Scenario 4: IP Changed Unexpectedly

Symptoms: Requests suddenly fail with “IP not authorized” Steps:
  1. Check current IP: curl https://api.ipify.org
  2. Compare to client IP in KnoxCall
  3. If different → Edit client
  4. Update IP to new value
  5. Save → Requests work again!
Prevention for dev: Use API key auth instead of IP whitelisting (see below).
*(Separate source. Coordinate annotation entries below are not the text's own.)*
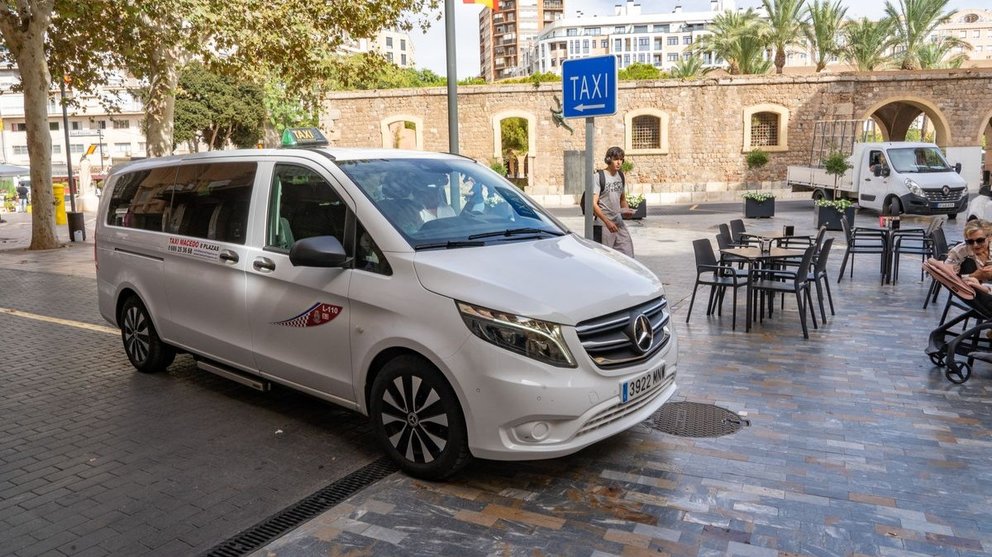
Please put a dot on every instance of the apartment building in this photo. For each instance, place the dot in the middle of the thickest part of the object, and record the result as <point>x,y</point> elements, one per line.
<point>504,35</point>
<point>393,44</point>
<point>116,136</point>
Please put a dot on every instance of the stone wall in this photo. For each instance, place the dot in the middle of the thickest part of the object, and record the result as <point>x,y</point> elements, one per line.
<point>706,156</point>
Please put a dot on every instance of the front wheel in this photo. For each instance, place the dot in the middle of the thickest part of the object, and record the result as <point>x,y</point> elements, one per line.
<point>418,420</point>
<point>145,350</point>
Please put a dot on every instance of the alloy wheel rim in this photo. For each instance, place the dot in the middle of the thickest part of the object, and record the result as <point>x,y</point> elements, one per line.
<point>414,419</point>
<point>137,340</point>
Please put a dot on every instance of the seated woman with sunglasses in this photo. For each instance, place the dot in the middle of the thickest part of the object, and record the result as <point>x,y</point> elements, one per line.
<point>972,258</point>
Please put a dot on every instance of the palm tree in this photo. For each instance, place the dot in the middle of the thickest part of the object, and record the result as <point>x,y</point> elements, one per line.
<point>912,22</point>
<point>866,43</point>
<point>785,26</point>
<point>689,68</point>
<point>739,38</point>
<point>932,55</point>
<point>823,24</point>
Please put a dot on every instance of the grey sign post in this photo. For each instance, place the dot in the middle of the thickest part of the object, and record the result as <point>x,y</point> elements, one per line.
<point>589,89</point>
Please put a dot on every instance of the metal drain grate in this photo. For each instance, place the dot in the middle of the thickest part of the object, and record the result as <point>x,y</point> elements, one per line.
<point>695,419</point>
<point>285,520</point>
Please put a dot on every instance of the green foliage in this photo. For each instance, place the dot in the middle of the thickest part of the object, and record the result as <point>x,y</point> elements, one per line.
<point>758,196</point>
<point>217,110</point>
<point>824,20</point>
<point>639,71</point>
<point>867,43</point>
<point>756,158</point>
<point>840,204</point>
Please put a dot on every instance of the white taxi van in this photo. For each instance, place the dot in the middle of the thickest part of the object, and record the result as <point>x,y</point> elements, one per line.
<point>420,289</point>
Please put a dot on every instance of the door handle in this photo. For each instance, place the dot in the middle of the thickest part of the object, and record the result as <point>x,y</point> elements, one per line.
<point>263,264</point>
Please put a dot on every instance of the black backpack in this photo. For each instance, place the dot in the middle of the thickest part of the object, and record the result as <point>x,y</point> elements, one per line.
<point>602,186</point>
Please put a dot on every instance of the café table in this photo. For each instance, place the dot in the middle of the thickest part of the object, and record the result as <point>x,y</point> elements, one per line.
<point>755,258</point>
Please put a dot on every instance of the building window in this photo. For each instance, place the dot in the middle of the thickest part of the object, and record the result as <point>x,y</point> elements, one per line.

Alternative: API Key Authentication

For environments with dynamic IPs, consider using API key auth instead:

When to Use API Keys Instead

  • Developer laptops (IP changes frequently)
  • Mobile devices
  • Serverless functions (Lambda, Cloud Functions)
  • Behind CDN/proxy with changing IPs

How to Set Up

  1. Create API key in SettingsAPI Keys
  2. Enable “Allow any IP” for dev/test keys
  3. Use key in requests instead of IP whitelisting
Request with API key:
curl https://a1b2c3d4.acme.knoxcall.com/api/users \
  -H "x-knoxcall-key: tk_dev_abc123..." \
  -H "x-knoxcall-route: user-api"
No IP whitelisting needed! Note: Only use “Allow any IP” for dev/test keys, never production.

Security Best Practices

✅ Do

  1. Use descriptive names - Know what each client is for
  2. Add descriptions - Document IP source and purpose
  3. Use static IPs for production - Elastic IPs, not dynamic
  4. Separate environments - Different clients for prod/staging/dev
  5. Regular audits - Review and remove unused clients monthly
  6. Least privilege - Only assign to routes that need it

❌ Don’t

  1. Don’t use 0.0.0.0/0 - This allows ALL IPs (defeats purpose!)
  2. Don’t share clients - Production and dev should have separate clients
  3. Don’t ignore changes - Update IPs promptly when they change
  4. Don’t use generic names - “client1”, “test” are confusing
  5. Don’t allow dev IPs in prod - Keep environments isolated

Troubleshooting

Client Created But Requests Rejected

Cause: Client not assigned to route. Solution:
  1. Go to route → Environment Clients
  2. Select environment
  3. Assign your client
  4. Try again

IP Keeps Changing

Cause: Dynamic IP from ISP (home/office internet). Solution:
  • Option A: Update IP each time it changes
  • Option B: Use API key auth with “Allow any IP”
  • Option C: Use VPN with static IP

Wrong Client Authorized

Symptom: Wrong server can access route. Solution:
  1. Review Environment Clients for route
  2. Remove unauthorized clients
  3. Only keep necessary clients assigned

Quick Reference

TaskSteps
Create clientResources → Clients → Create
Edit clientClients → Click name → Edit
Delete clientClients → Click name → Delete
Assign to routeRoute → Environment Clients → Assign
Disable clientEdit → Toggle Enabled OFF
Check current IPcurl https://api.ipify.org

Next Steps


Pro Tip: For production, always use Server type with static IPs. For development, use User type or API key auth to handle dynamic IPs easily.